Base : Protocole d'accord du 10 juillet 2000

· Le dispositif était global : il s'appliquait à tous les agents de droit public des trois fonctions publiques, recrutés par CDD sur des emplois en principe occupés par des fonctionnaires.

· Pour chaque versant, des modalités particulières ont été retenues :

- FPE : ouverture de concours réservés des corps de catégorie A aux candidats visés par le protocole d'accord « Durafour » du 9 février 1990 ; accès aux corps de la catégorie C par voie d'examen professionnel (voire sans concours pour les corps de catégorie C les moins élevés).
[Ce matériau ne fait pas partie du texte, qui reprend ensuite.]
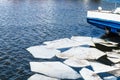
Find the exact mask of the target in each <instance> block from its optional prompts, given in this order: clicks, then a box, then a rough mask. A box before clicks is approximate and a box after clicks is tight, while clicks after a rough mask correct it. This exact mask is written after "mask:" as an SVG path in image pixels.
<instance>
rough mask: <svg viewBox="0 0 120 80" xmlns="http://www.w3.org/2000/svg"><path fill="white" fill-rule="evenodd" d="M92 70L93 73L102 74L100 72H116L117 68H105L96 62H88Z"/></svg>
mask: <svg viewBox="0 0 120 80" xmlns="http://www.w3.org/2000/svg"><path fill="white" fill-rule="evenodd" d="M90 64H91V66H92V68H93V70H94V72H95V73H102V72H110V71H114V70H118V69H119V68H116V67H114V66H107V65H104V64H101V63H98V62H90Z"/></svg>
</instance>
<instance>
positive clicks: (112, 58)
mask: <svg viewBox="0 0 120 80" xmlns="http://www.w3.org/2000/svg"><path fill="white" fill-rule="evenodd" d="M108 59H109V60H110V61H112V62H113V63H118V62H120V59H118V58H111V57H108Z"/></svg>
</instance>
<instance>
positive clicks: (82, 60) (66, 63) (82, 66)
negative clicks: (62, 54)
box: [64, 57, 90, 67]
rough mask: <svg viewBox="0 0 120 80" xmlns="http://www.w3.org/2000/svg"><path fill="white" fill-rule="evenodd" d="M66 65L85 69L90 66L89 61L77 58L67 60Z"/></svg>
mask: <svg viewBox="0 0 120 80" xmlns="http://www.w3.org/2000/svg"><path fill="white" fill-rule="evenodd" d="M64 63H65V64H67V65H69V66H71V67H85V66H89V65H90V64H89V62H88V61H87V60H81V59H79V58H77V57H72V58H69V59H67V60H65V61H64Z"/></svg>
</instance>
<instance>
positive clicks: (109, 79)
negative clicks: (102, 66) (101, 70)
mask: <svg viewBox="0 0 120 80" xmlns="http://www.w3.org/2000/svg"><path fill="white" fill-rule="evenodd" d="M104 80H117V77H115V76H108V77H104Z"/></svg>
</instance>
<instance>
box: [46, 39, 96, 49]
mask: <svg viewBox="0 0 120 80" xmlns="http://www.w3.org/2000/svg"><path fill="white" fill-rule="evenodd" d="M91 43H92V42H91V41H89V40H88V41H87V40H86V42H84V41H81V42H78V41H75V40H71V39H68V38H64V39H59V40H54V41H47V42H44V44H46V47H47V48H55V49H60V48H69V47H75V46H80V45H88V46H89V45H91ZM93 45H94V44H92V45H91V46H93Z"/></svg>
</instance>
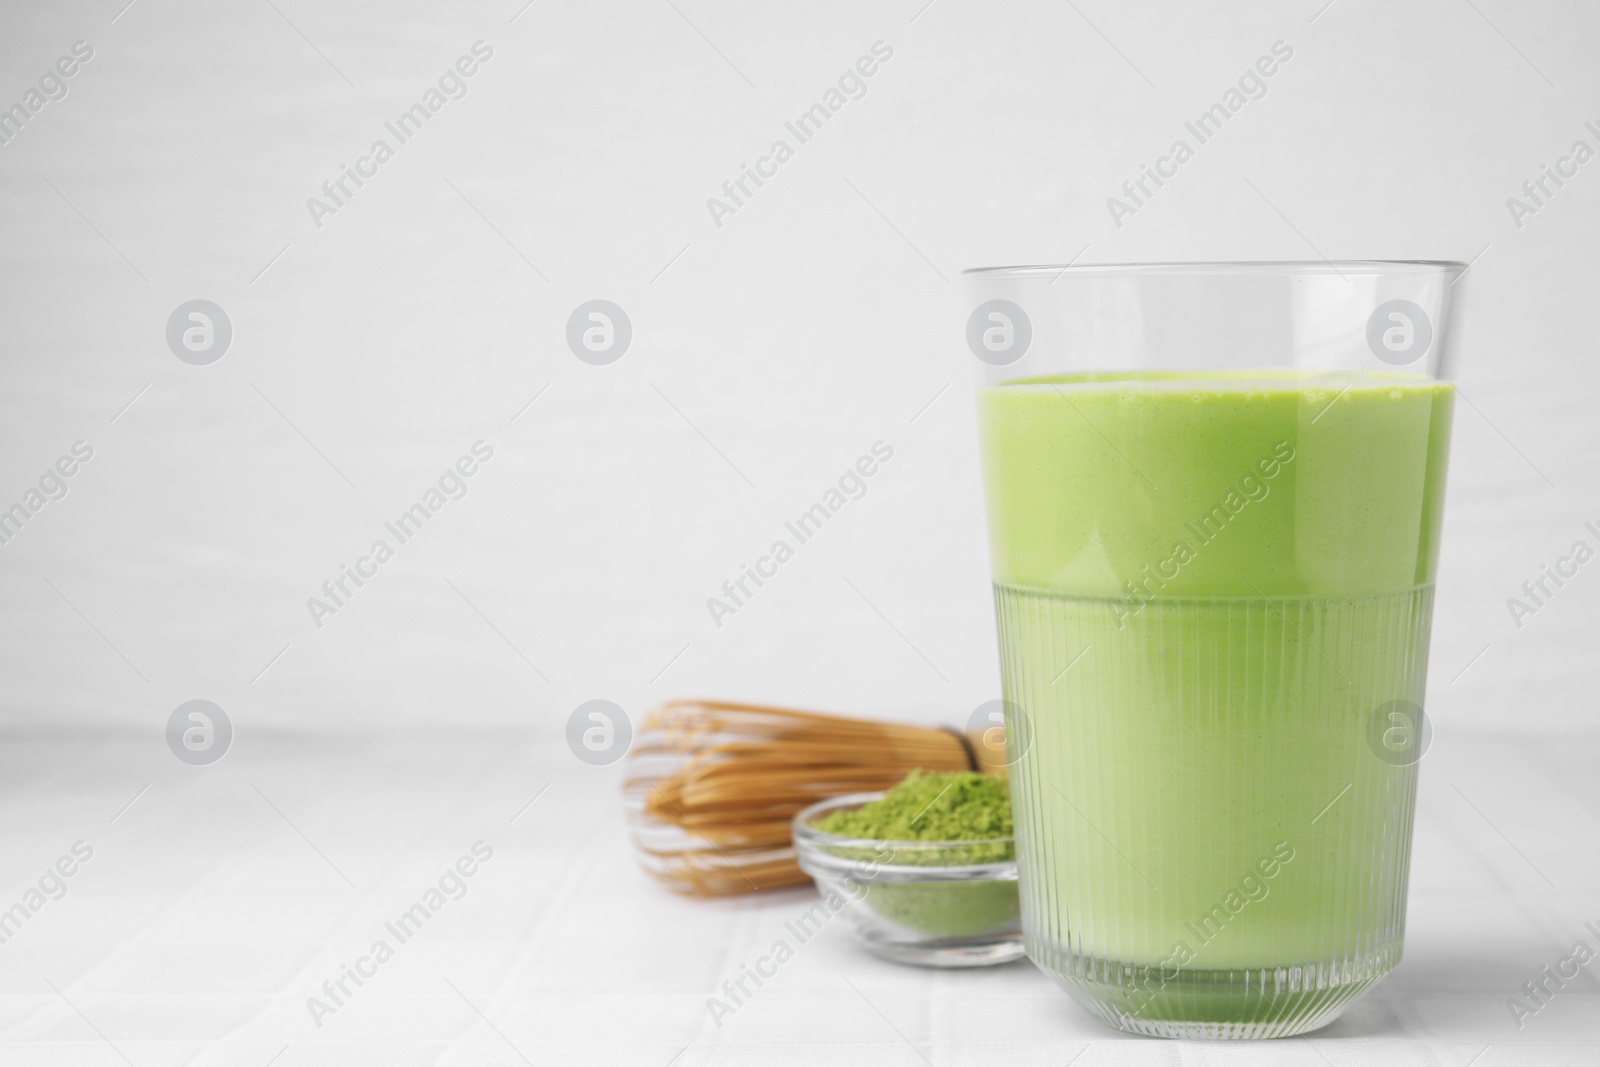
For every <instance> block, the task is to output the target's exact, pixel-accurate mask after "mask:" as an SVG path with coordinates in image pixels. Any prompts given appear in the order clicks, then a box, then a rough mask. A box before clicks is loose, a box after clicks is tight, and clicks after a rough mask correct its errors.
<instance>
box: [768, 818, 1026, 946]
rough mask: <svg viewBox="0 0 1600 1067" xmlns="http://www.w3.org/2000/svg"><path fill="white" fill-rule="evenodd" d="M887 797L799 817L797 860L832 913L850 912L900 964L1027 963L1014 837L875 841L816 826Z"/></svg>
mask: <svg viewBox="0 0 1600 1067" xmlns="http://www.w3.org/2000/svg"><path fill="white" fill-rule="evenodd" d="M882 797H883V793H846V795H845V797H834V798H830V800H824V801H819V803H814V805H811V806H810V808H806V809H803V811H800V813H798V814H797V816H795V821H794V841H795V856H797V857H798V861H800V869H802V870H805V872H806V873H808V875H811V877H813V878H816V885H818V889H819V891H821V893H822V904H824V905H826V907H827V909H829V912H830V913H832V912H838V910H843V912H845V913H846V915H848V917H850V920H851V923H853V925H854V928H856V934H858V936H859V937H861V939H862V942H866V945H867V949H869V950H872V952H874V953H877V955H880V957H885V958H890V960H898V961H901V963H917V965H922V966H990V965H994V963H1010V961H1011V960H1018V958H1021V957H1022V925H1021V912H1019V905H1018V894H1016V851H1014V843H1013V838H1010V837H1002V838H990V840H984V841H875V840H864V838H853V837H840V835H837V833H826V832H824V830H819V829H816V825H813V824H814V822H816V821H818V819H821V817H822V816H827V814H830V813H834V811H840V809H853V808H859V806H861V805H864V803H869V801H872V800H878V798H882Z"/></svg>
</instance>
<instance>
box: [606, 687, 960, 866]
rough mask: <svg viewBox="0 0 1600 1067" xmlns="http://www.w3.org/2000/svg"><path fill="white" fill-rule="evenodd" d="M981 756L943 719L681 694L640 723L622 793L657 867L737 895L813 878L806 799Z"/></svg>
mask: <svg viewBox="0 0 1600 1067" xmlns="http://www.w3.org/2000/svg"><path fill="white" fill-rule="evenodd" d="M973 766H974V758H973V755H971V749H970V745H968V744H966V742H965V741H963V739H962V737H960V736H958V734H955V733H952V731H949V729H941V728H938V726H914V725H906V723H883V721H872V720H864V718H845V717H840V715H822V713H819V712H802V710H794V709H784V707H765V705H758V704H730V702H720V701H672V702H669V704H664V705H662V707H659V709H656V710H654V712H653V713H651V715H650V717H648V718H646V720H645V723H643V726H642V728H640V736H638V741H637V742H635V745H634V749H632V750H630V752H629V774H627V779H626V781H624V782H622V792H624V795H626V797H627V800H629V821H630V824H632V830H634V845H635V846H637V848H638V853H640V859H642V861H643V864H645V869H646V870H648V872H650V873H651V875H653V877H654V878H656V880H658V881H661V883H662V885H666V886H667V888H669V889H674V891H677V893H685V894H690V896H726V894H733V893H750V891H754V889H774V888H779V886H787V885H798V883H802V881H808V875H806V873H805V872H802V870H800V867H798V864H797V862H795V854H794V845H792V841H790V835H789V824H790V821H792V819H794V816H795V813H797V811H800V809H802V808H805V806H808V805H813V803H816V801H818V800H826V798H827V797H837V795H840V793H854V792H874V790H882V789H888V787H890V785H893V784H894V782H898V781H899V779H902V777H906V774H907V773H910V771H912V769H915V768H922V769H925V771H962V769H973Z"/></svg>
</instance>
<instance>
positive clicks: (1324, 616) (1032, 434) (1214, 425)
mask: <svg viewBox="0 0 1600 1067" xmlns="http://www.w3.org/2000/svg"><path fill="white" fill-rule="evenodd" d="M1462 270H1464V267H1462V264H1456V262H1376V261H1374V262H1240V264H1160V266H1123V267H1088V266H1085V267H1005V269H990V270H971V272H968V274H966V275H965V280H966V285H968V298H970V302H968V306H966V309H965V310H968V312H970V317H968V322H966V342H968V349H970V350H971V354H973V355H976V357H978V360H979V362H981V366H982V386H981V387H979V394H978V410H979V430H981V437H982V461H984V483H986V494H987V507H989V541H990V557H992V566H994V582H995V609H997V616H998V627H1000V662H1002V678H1003V694H1005V702H1006V726H1008V729H1006V736H1008V745H1010V752H1008V758H1010V761H1011V763H1013V766H1011V798H1013V806H1014V813H1016V851H1018V864H1019V870H1021V883H1019V886H1021V899H1022V929H1024V942H1026V945H1027V953H1029V957H1030V958H1032V960H1034V963H1037V965H1038V966H1040V968H1042V969H1045V971H1046V973H1048V974H1051V976H1053V977H1054V979H1056V981H1058V982H1059V984H1061V985H1064V987H1066V989H1067V992H1069V993H1072V997H1074V998H1077V1000H1078V1001H1080V1003H1082V1005H1085V1006H1086V1008H1088V1009H1090V1011H1093V1013H1094V1014H1098V1016H1099V1017H1101V1019H1104V1021H1107V1022H1110V1024H1112V1025H1115V1027H1120V1029H1123V1030H1131V1032H1138V1033H1150V1035H1162V1037H1213V1038H1250V1037H1285V1035H1291V1033H1302V1032H1306V1030H1312V1029H1317V1027H1320V1025H1325V1024H1326V1022H1330V1021H1331V1019H1334V1017H1336V1016H1338V1014H1339V1013H1341V1011H1342V1009H1344V1008H1346V1006H1347V1005H1349V1003H1350V1001H1352V1000H1355V998H1357V997H1358V995H1360V993H1362V992H1365V990H1366V989H1368V987H1371V985H1373V982H1376V981H1378V979H1379V977H1382V976H1384V974H1386V973H1387V971H1390V969H1392V968H1394V966H1395V965H1397V963H1398V960H1400V945H1402V937H1403V933H1405V904H1406V877H1408V872H1410V859H1411V821H1413V808H1414V800H1416V774H1418V760H1419V758H1421V753H1422V749H1424V747H1426V742H1427V725H1426V720H1424V718H1422V689H1424V678H1426V673H1427V670H1426V669H1427V640H1429V624H1430V616H1432V603H1434V571H1435V563H1437V557H1438V526H1440V512H1442V506H1443V488H1445V461H1446V451H1448V443H1450V422H1451V406H1453V400H1454V390H1453V386H1451V384H1450V381H1448V379H1450V378H1451V376H1453V370H1454V366H1453V358H1451V350H1450V339H1451V328H1450V323H1451V314H1453V307H1454V298H1456V282H1458V278H1459V277H1461V272H1462Z"/></svg>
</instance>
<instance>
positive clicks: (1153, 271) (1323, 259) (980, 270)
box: [962, 259, 1469, 277]
mask: <svg viewBox="0 0 1600 1067" xmlns="http://www.w3.org/2000/svg"><path fill="white" fill-rule="evenodd" d="M1467 267H1469V264H1467V262H1462V261H1461V259H1237V261H1227V259H1214V261H1178V262H1086V264H1070V262H1069V264H1032V266H1014V267H968V269H966V270H962V277H968V275H971V277H1008V275H1010V277H1029V275H1038V274H1054V275H1056V277H1061V275H1066V274H1070V275H1080V277H1122V275H1230V274H1266V275H1274V274H1275V275H1293V274H1338V275H1344V274H1360V275H1378V274H1458V275H1459V274H1462V272H1464V270H1466V269H1467Z"/></svg>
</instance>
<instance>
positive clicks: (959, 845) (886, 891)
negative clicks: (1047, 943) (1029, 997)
mask: <svg viewBox="0 0 1600 1067" xmlns="http://www.w3.org/2000/svg"><path fill="white" fill-rule="evenodd" d="M814 825H816V829H819V830H822V832H826V833H837V835H840V837H854V838H866V840H878V841H930V843H936V841H952V843H954V845H950V846H949V848H915V849H906V848H902V849H896V851H894V854H893V857H890V859H883V857H882V854H880V856H877V859H878V862H886V864H891V865H898V867H966V865H973V864H994V862H1005V861H1010V859H1013V854H1014V853H1013V846H1011V841H1010V840H1005V841H994V838H1010V837H1011V833H1013V830H1011V797H1010V792H1008V784H1006V779H1003V777H994V776H989V774H973V773H957V774H926V773H923V771H912V773H910V774H909V776H906V781H902V782H901V784H899V785H896V787H894V789H891V790H888V792H886V793H883V798H882V800H874V801H870V803H866V805H862V806H861V808H856V809H854V811H834V813H830V814H827V816H824V817H822V819H818V822H816V824H814ZM962 841H990V843H984V845H962ZM834 851H838V853H840V854H846V849H834ZM854 851H859V849H850V854H854ZM861 857H862V859H869V857H872V856H861ZM862 902H864V904H866V905H867V907H870V909H872V910H874V912H877V913H878V915H880V917H882V918H886V920H890V921H893V923H896V925H899V926H904V928H906V929H910V931H915V933H918V934H928V936H934V937H971V936H979V934H992V933H997V931H1003V929H1008V928H1011V926H1014V925H1016V921H1018V896H1016V881H1014V880H987V878H986V880H965V881H898V880H893V877H891V875H888V873H886V872H880V877H877V878H874V880H870V881H867V883H866V885H864V896H862Z"/></svg>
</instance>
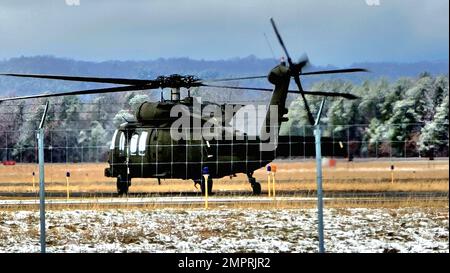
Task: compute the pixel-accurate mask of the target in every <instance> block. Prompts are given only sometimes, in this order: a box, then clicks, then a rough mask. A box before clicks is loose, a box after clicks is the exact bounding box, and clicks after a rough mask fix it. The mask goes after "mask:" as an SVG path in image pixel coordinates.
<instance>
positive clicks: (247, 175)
mask: <svg viewBox="0 0 450 273" xmlns="http://www.w3.org/2000/svg"><path fill="white" fill-rule="evenodd" d="M270 22H271V25H272V27H273V30H274V32H275V35H276V37H277V39H278V42H279V43H280V45H281V47H282V49H283V51H284V53H285V55H286V59H287V63H286V61H284V60H282V62H281V63H280V64H279V65H277V66H275V67H274V68H273V69H272V70H271V71H270V72H269V74H268V75H262V76H251V77H237V78H227V79H215V80H208V81H204V80H202V79H200V78H197V77H195V76H193V75H178V74H174V75H170V76H160V77H157V78H156V79H152V80H145V79H124V78H97V77H74V76H60V75H32V74H11V73H9V74H0V75H2V76H14V77H29V78H41V79H54V80H65V81H81V82H94V83H110V84H118V85H122V86H118V87H117V86H116V87H110V88H101V89H90V90H78V91H71V92H63V93H53V94H40V95H31V96H22V97H13V98H3V99H0V103H1V102H3V101H12V100H21V99H33V98H47V97H58V96H71V95H87V94H102V93H111V92H126V91H136V90H155V89H166V88H170V89H171V95H170V99H169V100H165V99H163V98H162V99H161V101H160V102H144V103H142V104H141V105H140V106H139V108H138V110H137V111H136V113H135V116H136V120H135V121H126V122H124V123H123V124H121V125H120V126H119V127H118V128H117V130H116V131H115V132H114V135H113V137H112V141H111V147H110V152H109V155H108V163H109V167H108V168H106V169H105V176H107V177H115V178H116V179H117V192H118V195H119V196H122V195H124V194H128V190H129V187H130V185H131V179H132V178H157V179H158V181H160V179H164V178H177V179H184V180H193V181H194V183H195V185H196V184H200V187H201V191H202V193H204V192H205V191H206V185H207V187H208V189H207V190H208V192H209V193H211V192H212V186H213V179H214V178H221V177H224V176H234V175H236V174H237V173H244V174H246V175H247V177H248V181H249V183H250V185H251V187H252V190H253V194H255V195H258V194H260V193H261V184H260V183H259V182H257V181H256V180H255V178H254V177H253V173H254V171H255V170H257V169H259V168H261V167H264V166H265V165H267V164H268V163H270V162H271V161H273V160H274V159H275V158H277V157H279V156H283V155H285V156H286V155H294V154H295V155H312V154H313V152H314V147H313V146H314V145H300V143H308V142H309V143H312V142H313V140H312V138H311V137H309V138H308V137H291V136H290V137H289V139H286V137H285V136H279V135H278V134H279V127H280V125H281V123H282V122H285V121H287V118H286V117H284V115H285V114H287V112H288V110H287V109H286V105H285V104H286V99H287V95H288V93H295V94H300V95H301V96H302V99H303V102H304V107H305V110H306V112H307V115H308V121H309V123H310V124H311V125H312V124H313V123H314V118H313V115H312V113H311V110H310V107H309V104H308V101H307V100H306V96H326V97H341V98H346V99H356V98H357V97H356V96H354V95H352V94H349V93H338V92H322V91H306V90H304V89H303V87H302V85H301V81H300V76H307V75H318V74H336V73H354V72H365V71H367V70H365V69H362V68H349V69H337V70H325V71H313V72H302V69H303V68H304V67H305V66H306V65H307V64H308V62H309V61H308V59H307V58H303V59H302V60H300V61H299V62H297V63H294V62H293V61H292V59H291V57H290V55H289V53H288V51H287V49H286V46H285V44H284V42H283V40H282V38H281V35H280V33H279V31H278V29H277V27H276V24H275V22H274V20H273V19H272V18H271V19H270ZM260 78H267V79H268V81H269V82H270V83H271V84H273V85H274V88H273V89H271V88H253V87H239V86H227V85H216V84H215V82H227V81H238V80H239V81H240V80H249V79H260ZM291 78H293V79H294V81H295V84H296V85H297V87H298V90H289V84H290V80H291ZM194 87H198V88H201V87H208V88H223V89H239V90H258V91H265V92H267V91H268V92H272V95H271V98H270V103H269V106H274V108H273V109H275V111H267V112H266V115H265V119H264V123H263V125H262V127H261V131H260V134H259V135H255V136H252V135H249V134H246V133H245V132H241V131H239V130H234V129H233V128H232V127H230V126H229V122H230V117H228V118H219V119H217V118H216V117H214V118H210V117H209V116H206V117H205V116H203V115H201V114H196V113H195V111H194V107H195V100H194V98H193V97H192V96H191V93H190V90H191V88H194ZM181 89H187V91H188V92H187V96H186V97H185V98H181V91H180V90H181ZM215 105H216V106H218V107H219V109H220V111H221V113H220V114H221V115H222V116H223V115H224V114H225V108H226V106H232V107H234V108H235V109H237V110H239V109H241V108H242V107H244V106H243V105H239V104H223V105H218V104H215ZM175 106H182V109H184V110H185V112H187V113H188V119H187V121H188V122H189V124H197V125H199V126H204V125H205V124H208V123H209V124H212V125H214V126H215V129H216V131H215V132H216V138H213V139H209V140H207V139H205V138H204V137H201V138H200V139H195V138H193V137H192V136H193V134H194V133H195V130H196V128H195V127H192V126H191V127H190V128H188V130H186V131H184V133H185V134H186V138H184V139H183V138H181V139H174V138H173V135H172V133H173V131H171V128H172V126H173V124H174V123H175V122H177V120H178V118H179V116H178V115H176V116H174V115H173V113H172V114H171V110H172V109H173V108H174V107H175ZM206 107H207V106H205V105H204V104H202V105H201V107H200V108H201V110H204V109H205V108H206ZM178 114H179V113H178ZM274 116H276V117H279V118H277V119H275V124H273V122H272V124H271V123H270V122H271V119H272V118H273V117H274ZM232 117H233V116H232ZM232 117H231V118H232ZM271 126H272V127H274V128H275V129H274V130H273V131H272V133H273V134H274V135H275V137H277V141H275V144H274V145H275V146H274V149H272V150H265V149H262V145H263V144H268V143H269V140H267V139H262V138H261V135H262V134H264V133H266V132H267V131H270V129H271V128H269V127H271ZM226 134H228V135H231V136H232V137H231V138H228V139H227V138H226V137H224V136H225V135H226ZM224 138H225V139H224ZM322 145H323V147H322V151H323V153H324V155H338V154H341V155H345V151H346V150H347V149H346V147H344V146H343V144H342V143H339V146H338V145H337V142H332V141H331V140H330V139H326V138H324V141H323V144H322ZM292 151H294V152H292ZM205 172H207V173H208V176H207V177H208V178H207V179H208V183H205V182H206V181H205V178H204V177H205V176H204V175H203V174H204V173H205Z"/></svg>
Les candidats exerçant des fonctions autres que de catégorie C et remplissant notamment les conditions posées par la loi « Perben » pouvaient accéder à un corps de fonctionnaires par voie d'examen professionnel.

- FPT : ouverture d'une intégration directe dans leur emploi aux agents non titulaires recrutés après le 27 janvier 1984 (soit avant la date d'ouverture du premier concours permettant l'accès au cadre d'emplois, soit avant le 14 mai 1996) ; ouverture de concours réservés aux agents recrutés après le 14 mai 1996, à condition qu'un seul concours ait été organisé avant leur recrutement par contrat.

- FPH : accès par des concours ou examens professionnels réservés.

Bilan : 39 150 titularisations (dont 33 000 dans la FPE).

3. Conclusion

Au regard de cet historique, le plan porté par le Ministre est complet : il concerne l'ensemble des contractuels, CDD ou CDI, en situation de précarité. 150 000 emplois seraient pérennisés, via la titularisation (un tiers) et la CDIsation (deux tiers).

Il propose une réponse concrète aux agents actuellement en fonction, dont les CDD ont été reconduits de manière successive sur une période de six ans, mais qui n'ont pu bénéficier d'une transformation de leur contrat en CDI dans le cadre des dispositions de la loi de 2005.

Pour prévenir la reconstitution d'un volant excessif d'agents non titulaires dans les trois versants de la fonction publique, il offre également une clarification des conditions d'accès au CDI.

Le plan propose enfin une vision inédite pour les agents non titulaires : la possibilité de concevoir un parcours professionnel au-delà de la seule relation contractuelle à travers l'autorisation, dans certains cas, d'une « portabilité » du CDI.

La pleine effectivité du plan repose in fine sur la mise en oeuvre par les ministères de mesures ciblant les situations de précarité des agents non titulaires.